La femme rousse accepta le portefeuille les yeux baissés, d’un air gêné. Elle ne fit pas mine de compter les billets qui, d’après l’estimation rapide du concierge, représentaient plusieurs centaines de dollars.

Ils retournèrent dans le salon, et Mme Erskine alla à la fenêtre où elle regarda au loin d’un air absent. Avait-elle les yeux tournés vers les Chutes ? Ou… vers le ciel ? De profil, elle avait une sorte de beauté antique. Son visage semblait à la fois éthéré et résolu, comme un profil de médaille. De nouveau le concierge vit, ou crut voir, de légères marques rouges, l’empreinte de doigts d’homme, sur sa délicate gorge pâle.

Le révérend. Forcément. Qui d’autre ?

Tandis que le concierge et quelques employés se livraient à une nouvelle fouille rapide de la pièce, Mme Erskine resta immobile à la fenêtre. Comme si elle pensait tout haut, elle dit, d’un ton rêveur : « Les Chutes. Est-ce que c’est un singulier pour vous ? Ou… y a-t-il plusieurs Chutes ?

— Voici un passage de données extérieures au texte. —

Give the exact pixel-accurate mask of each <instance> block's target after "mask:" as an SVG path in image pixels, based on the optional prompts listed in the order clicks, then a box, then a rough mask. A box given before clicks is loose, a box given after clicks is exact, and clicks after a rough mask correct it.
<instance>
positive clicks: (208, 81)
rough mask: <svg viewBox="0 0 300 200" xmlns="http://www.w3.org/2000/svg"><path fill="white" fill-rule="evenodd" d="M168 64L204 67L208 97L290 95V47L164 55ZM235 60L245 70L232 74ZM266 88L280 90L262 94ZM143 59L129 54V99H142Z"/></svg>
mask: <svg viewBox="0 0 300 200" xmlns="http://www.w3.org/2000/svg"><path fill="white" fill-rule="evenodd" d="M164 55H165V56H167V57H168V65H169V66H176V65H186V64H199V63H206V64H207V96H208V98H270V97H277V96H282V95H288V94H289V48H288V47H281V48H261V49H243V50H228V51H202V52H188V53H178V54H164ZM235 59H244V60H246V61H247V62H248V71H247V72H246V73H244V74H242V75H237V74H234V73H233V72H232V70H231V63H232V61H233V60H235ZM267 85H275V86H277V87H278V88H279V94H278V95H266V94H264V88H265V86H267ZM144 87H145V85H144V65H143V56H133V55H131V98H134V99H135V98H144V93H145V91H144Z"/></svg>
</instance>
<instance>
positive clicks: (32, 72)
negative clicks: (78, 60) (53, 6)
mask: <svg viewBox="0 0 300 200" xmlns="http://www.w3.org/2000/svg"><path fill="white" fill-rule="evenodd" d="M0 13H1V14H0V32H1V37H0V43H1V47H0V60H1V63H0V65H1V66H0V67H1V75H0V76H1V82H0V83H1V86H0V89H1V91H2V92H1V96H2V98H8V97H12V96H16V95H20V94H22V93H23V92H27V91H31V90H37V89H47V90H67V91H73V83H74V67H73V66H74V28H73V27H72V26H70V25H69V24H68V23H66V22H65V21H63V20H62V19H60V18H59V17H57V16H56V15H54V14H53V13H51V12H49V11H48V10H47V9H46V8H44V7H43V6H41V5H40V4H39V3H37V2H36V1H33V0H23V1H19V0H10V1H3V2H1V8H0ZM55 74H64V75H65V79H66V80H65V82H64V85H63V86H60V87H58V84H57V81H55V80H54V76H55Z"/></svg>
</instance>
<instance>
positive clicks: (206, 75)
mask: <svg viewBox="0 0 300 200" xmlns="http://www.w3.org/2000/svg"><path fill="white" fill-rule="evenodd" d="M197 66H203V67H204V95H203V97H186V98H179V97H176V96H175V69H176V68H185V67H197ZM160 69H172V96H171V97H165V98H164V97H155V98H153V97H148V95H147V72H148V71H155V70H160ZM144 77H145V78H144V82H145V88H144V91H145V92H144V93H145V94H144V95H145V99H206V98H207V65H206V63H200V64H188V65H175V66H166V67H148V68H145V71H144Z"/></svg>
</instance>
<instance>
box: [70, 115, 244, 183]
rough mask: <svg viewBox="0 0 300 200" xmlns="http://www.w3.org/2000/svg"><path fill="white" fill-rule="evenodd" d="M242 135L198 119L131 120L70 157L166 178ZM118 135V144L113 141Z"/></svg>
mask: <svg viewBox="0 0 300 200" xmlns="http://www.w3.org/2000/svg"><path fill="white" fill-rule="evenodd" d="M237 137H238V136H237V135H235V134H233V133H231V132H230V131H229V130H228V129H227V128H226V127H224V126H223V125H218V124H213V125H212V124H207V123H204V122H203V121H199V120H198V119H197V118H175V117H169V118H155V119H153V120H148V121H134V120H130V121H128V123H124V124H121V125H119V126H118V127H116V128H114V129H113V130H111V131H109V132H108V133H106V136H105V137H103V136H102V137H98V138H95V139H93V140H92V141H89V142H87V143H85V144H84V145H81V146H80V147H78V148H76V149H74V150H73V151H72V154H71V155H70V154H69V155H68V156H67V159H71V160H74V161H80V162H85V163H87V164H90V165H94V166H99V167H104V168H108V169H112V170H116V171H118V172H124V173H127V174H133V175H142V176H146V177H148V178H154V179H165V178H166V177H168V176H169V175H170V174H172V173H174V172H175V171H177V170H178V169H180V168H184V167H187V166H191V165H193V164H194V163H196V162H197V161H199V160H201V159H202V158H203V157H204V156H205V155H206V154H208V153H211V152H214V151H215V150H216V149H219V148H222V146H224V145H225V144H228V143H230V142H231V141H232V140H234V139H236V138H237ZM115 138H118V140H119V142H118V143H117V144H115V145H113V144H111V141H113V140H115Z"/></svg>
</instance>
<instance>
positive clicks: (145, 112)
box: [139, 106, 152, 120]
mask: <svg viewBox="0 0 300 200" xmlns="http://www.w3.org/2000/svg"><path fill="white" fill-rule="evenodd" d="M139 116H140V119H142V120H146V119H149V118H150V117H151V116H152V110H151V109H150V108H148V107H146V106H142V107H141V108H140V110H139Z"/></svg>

– Nous disons juste “les Chutes”, répondit Dale. Cela désigne le fleuve, en fait. Pas seulement le site, la chute américaine, la Bridal Veil et la… Horseshoe. Mais les rapides aussi, et le Devil’s Whirlpool. Et les gorges. En fait, toute la portion du fleuve, six kilomètres environ, où les eaux sont dangereuses. L’Eau-qui-a-faim, disaient les Indiens. C’est aussi l’esprit du lieu.

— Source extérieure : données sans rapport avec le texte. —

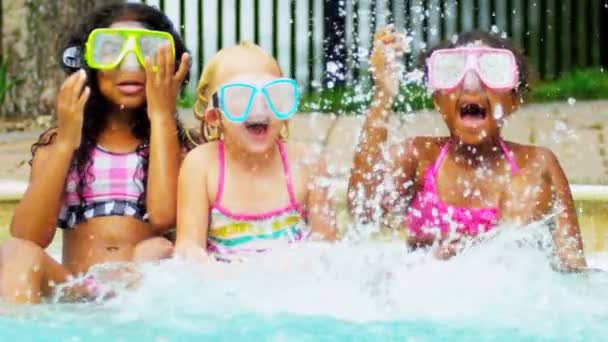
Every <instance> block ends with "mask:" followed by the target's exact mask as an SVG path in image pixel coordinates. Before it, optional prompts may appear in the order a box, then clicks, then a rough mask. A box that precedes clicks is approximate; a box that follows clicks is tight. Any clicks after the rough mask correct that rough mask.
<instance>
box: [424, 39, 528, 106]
mask: <svg viewBox="0 0 608 342" xmlns="http://www.w3.org/2000/svg"><path fill="white" fill-rule="evenodd" d="M476 42H480V43H481V44H483V45H486V46H489V47H491V48H495V49H505V50H509V51H511V52H512V53H513V56H515V61H516V62H517V68H518V70H519V84H518V86H517V88H516V89H514V91H515V92H516V93H517V94H518V95H519V96H520V98H523V97H524V96H525V95H527V94H528V92H529V91H530V84H529V82H530V80H529V77H530V68H529V66H528V60H527V58H526V56H525V55H524V54H523V52H522V51H520V50H519V49H517V48H515V46H513V43H512V42H511V41H510V40H509V39H507V38H502V37H500V36H498V35H496V34H492V33H489V32H486V31H468V32H464V33H461V34H459V35H458V36H457V37H456V38H455V39H453V40H446V41H444V42H442V43H439V44H438V45H436V46H434V47H432V48H431V49H429V50H426V51H422V52H421V53H420V54H419V55H418V67H419V68H420V69H422V70H424V77H425V80H427V79H428V68H427V65H426V60H427V59H428V58H429V57H431V54H432V53H433V52H434V51H436V50H441V49H453V48H457V47H462V46H465V45H468V44H472V43H476Z"/></svg>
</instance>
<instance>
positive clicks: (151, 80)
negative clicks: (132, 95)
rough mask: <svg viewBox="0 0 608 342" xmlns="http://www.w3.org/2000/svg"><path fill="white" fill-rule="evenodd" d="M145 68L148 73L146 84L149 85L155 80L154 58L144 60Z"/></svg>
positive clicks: (147, 57) (147, 74)
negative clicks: (152, 80)
mask: <svg viewBox="0 0 608 342" xmlns="http://www.w3.org/2000/svg"><path fill="white" fill-rule="evenodd" d="M144 63H145V64H146V65H145V68H144V72H145V73H146V84H148V83H149V82H152V80H154V77H155V76H154V74H155V72H154V63H152V58H150V57H146V58H145V60H144Z"/></svg>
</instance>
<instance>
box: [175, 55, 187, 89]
mask: <svg viewBox="0 0 608 342" xmlns="http://www.w3.org/2000/svg"><path fill="white" fill-rule="evenodd" d="M189 68H190V55H189V54H188V53H187V52H185V53H184V54H183V55H182V59H181V62H180V64H179V69H178V70H177V73H175V77H174V80H175V81H176V82H178V84H181V83H182V82H183V81H184V79H185V78H186V75H187V74H188V69H189Z"/></svg>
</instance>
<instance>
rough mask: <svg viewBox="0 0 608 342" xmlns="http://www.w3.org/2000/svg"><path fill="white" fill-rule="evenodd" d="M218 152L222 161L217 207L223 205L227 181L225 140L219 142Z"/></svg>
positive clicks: (220, 168)
mask: <svg viewBox="0 0 608 342" xmlns="http://www.w3.org/2000/svg"><path fill="white" fill-rule="evenodd" d="M217 152H218V157H219V160H220V174H219V180H218V185H217V195H216V197H215V205H216V206H219V205H221V203H222V197H223V196H224V183H225V181H226V147H225V145H224V141H223V140H220V141H218V143H217Z"/></svg>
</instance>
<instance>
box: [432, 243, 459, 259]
mask: <svg viewBox="0 0 608 342" xmlns="http://www.w3.org/2000/svg"><path fill="white" fill-rule="evenodd" d="M461 248H462V244H461V241H460V239H451V240H446V241H441V242H440V243H439V245H438V246H437V248H436V249H435V250H434V253H433V254H434V255H435V257H436V258H437V259H440V260H447V259H449V258H451V257H453V256H455V255H456V254H458V252H460V250H461Z"/></svg>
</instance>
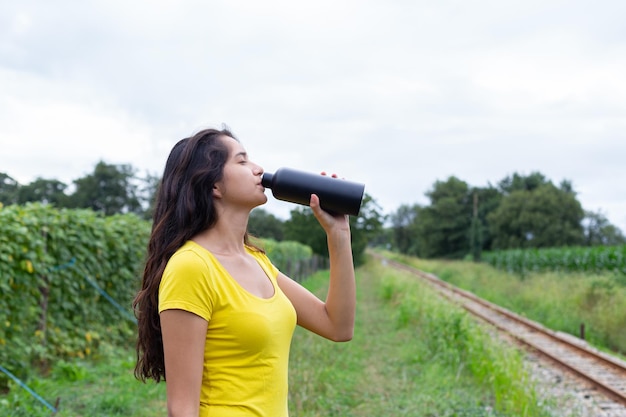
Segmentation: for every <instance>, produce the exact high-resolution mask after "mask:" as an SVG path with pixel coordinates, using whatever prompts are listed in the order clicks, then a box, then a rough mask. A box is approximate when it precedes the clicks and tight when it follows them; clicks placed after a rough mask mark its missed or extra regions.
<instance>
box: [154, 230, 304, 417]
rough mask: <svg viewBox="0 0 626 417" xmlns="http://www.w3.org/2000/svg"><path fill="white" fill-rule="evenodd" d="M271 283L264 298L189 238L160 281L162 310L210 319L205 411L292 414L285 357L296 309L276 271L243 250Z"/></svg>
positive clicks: (287, 354) (207, 331)
mask: <svg viewBox="0 0 626 417" xmlns="http://www.w3.org/2000/svg"><path fill="white" fill-rule="evenodd" d="M246 249H247V251H248V253H249V254H250V255H252V256H253V257H254V258H255V259H256V260H257V262H258V263H259V265H260V266H261V268H263V270H264V271H265V273H266V274H267V276H268V277H269V279H270V280H271V282H272V285H274V295H273V296H272V297H271V298H268V299H263V298H260V297H257V296H254V295H252V294H250V293H249V292H247V291H246V290H245V289H243V287H241V286H240V285H239V284H238V283H237V281H235V279H234V278H232V277H231V276H230V274H229V273H228V272H227V271H226V269H224V267H223V266H222V265H221V264H220V263H219V261H218V260H217V259H216V258H215V257H214V256H213V255H212V254H211V253H210V252H209V251H207V250H206V249H204V248H203V247H201V246H200V245H198V244H197V243H195V242H193V241H188V242H187V243H185V244H184V245H183V246H182V247H181V248H180V249H178V251H176V253H174V255H173V256H172V257H171V258H170V260H169V262H168V264H167V266H166V268H165V271H164V272H163V277H162V279H161V285H160V287H159V313H160V312H162V311H164V310H169V309H182V310H186V311H189V312H192V313H194V314H196V315H198V316H200V317H202V318H204V319H205V320H207V321H208V330H207V334H206V344H205V347H204V370H203V375H202V389H201V392H200V416H201V417H204V416H210V417H236V416H241V417H244V416H245V417H250V416H265V417H287V415H288V410H287V392H288V382H287V375H288V369H287V367H288V362H289V347H290V344H291V337H292V335H293V331H294V328H295V326H296V312H295V309H294V308H293V306H292V304H291V302H290V301H289V299H288V298H287V296H285V294H284V293H283V292H282V291H281V290H280V288H279V287H278V284H277V282H276V277H277V275H278V270H277V269H276V267H275V266H274V265H272V263H271V262H270V260H269V259H268V258H267V256H265V254H263V253H261V252H256V251H254V250H252V249H250V248H246Z"/></svg>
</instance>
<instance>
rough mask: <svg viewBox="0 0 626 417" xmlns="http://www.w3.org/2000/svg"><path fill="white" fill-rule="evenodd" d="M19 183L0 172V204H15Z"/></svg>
mask: <svg viewBox="0 0 626 417" xmlns="http://www.w3.org/2000/svg"><path fill="white" fill-rule="evenodd" d="M19 187H20V185H19V183H18V182H17V181H16V180H14V179H13V178H12V177H10V176H9V175H8V174H5V173H4V172H0V203H2V204H3V205H9V204H16V203H17V192H18V189H19Z"/></svg>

– L’esprit du lieu. Oui. »

Il leur semblerait ensuite que d’une certaine façon la femme rousse savait. Ce qui était arrivé à son mari.

Ils ne trouvèrent rien de significatif dans le salon. Des dépliants et des cartes touristiques annotées. Un prospectus vantant les excursions du Maid of the Mist au bas des American et Horseshoe Falls. Il était touchant de penser au couple de jeunes mariés projetant cette excursion, à Troy. « Vous dites ne pas avoir trouvé de message, madame ? demanda une dernière fois le concierge. Rien qui puisse être considéré comme… un mot d’adieu ? » Il se rendit compte qu’il contemplait fixement une corbeille, poussée sous un secrétaire victorien pour dames, où avaient été jetées des papiers en boule.

La femme rousse sembla se réveiller, en partie seulement, d’une transe. « Quoi ? Non. Pas d’adieu. Je regrette. »

Le visage empourpré, le concierge se baissa pour prendre ce qui se trouvait dans la corbeille… deux serviettes en papier froissées, dont l’une tachée de rouge à lèvres. C’était tout.